Anton Group has been placed in administration with more than 100 of its 300–plus workforce made redundant.
PrintWeek understands that the company initially got in to difficulties in the run up to Christmas, after it acquired one of its customers to avoid being hit by a significant bad debt. However, the acquisition failed to generate the sales expected and seriously strained Anton’s cashflow.
According to several sources, Anton then approached its key suppliers to extend payment terms. While suppliers are understood to have supported the business’s recovery plan, it subsequently suffered a drop in sales as a number of unsettled customers moved work away from the business.
As a result, Anton began working with Deloitte in what has been described as “an accelerated sale process” around a month ago, in an attempt to refinance the business.
However, no buyers were found and Richard Hawes and Clare Baldwin of Deloitte were appointed administrators yesterday afternoon (27 March) with 123 staff immediately made redundant.
In a statement, Deloitte said: “The business has been struggling financially in recent months as a result of declining sales, a high cost base in need of restructure and an acquisition of a business called Merchandise 365 last year in an attempt to expand operations, which has instead incurred further losses.
“The business had been seeking further investment to support ongoing trading, however, this was unsuccessful and therefore the directors had no alternative but to place the company into administration."
Deloitte said that company will now “be placed into an orderly wind-down” while it looks to sell the contracts and assets.
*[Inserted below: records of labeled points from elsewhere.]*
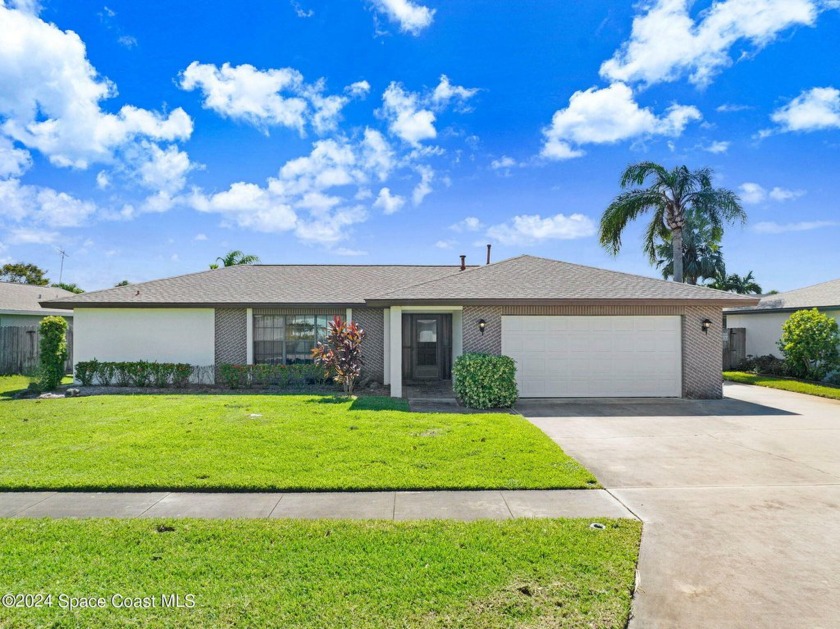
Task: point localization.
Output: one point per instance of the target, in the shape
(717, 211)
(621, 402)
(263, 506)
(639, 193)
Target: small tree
(810, 342)
(341, 355)
(53, 352)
Anton chief executive Malcolm Lane-Ley was unavailable for comment at the time of writing.
According to its most recent accounts, to the 31 December 2015, the company filed sales of £41.1m, with a pre-tax loss of £436,913. Prior year sales were £61.8m with a pre-tax loss of £973,206.
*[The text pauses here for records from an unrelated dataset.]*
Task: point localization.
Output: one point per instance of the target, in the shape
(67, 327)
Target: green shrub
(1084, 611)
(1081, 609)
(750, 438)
In Autumn 2014 the business became an Employee Ownership Trust, when the business’s owners effectively retired from the business. However, John Knight, one of the former owners, was still involved in the business on a part-time advisory basis.
The company is believed to be the UK’s largest single-site sheetfed commercial printer. Its 15,300sqm site in Laindon, Essex has the capacity to produce around 2m mail items and 6m B1 sheets per day.
Known for its significant ‘big show’ technology spends, it was one of the early adopters of hybrid litho/high-speed inkjet technology, with several of its six long-perfector Speedmaster XLs with Cutstar running inline Kodak Prosper inkjet systems.
Anton has significant standalone digital firepower, initially centred on Kodak Nexpress technology, but it recently signed for a brace of HP Indigo 12000 B2 digital presses to replace six of the eight Nexpresses. It also signed a partnership with Kodak at Drupa to develop a ‘digilitho’ litho press, based on the manufacturer’s next-generation Ultrastream continuous inkjet technology.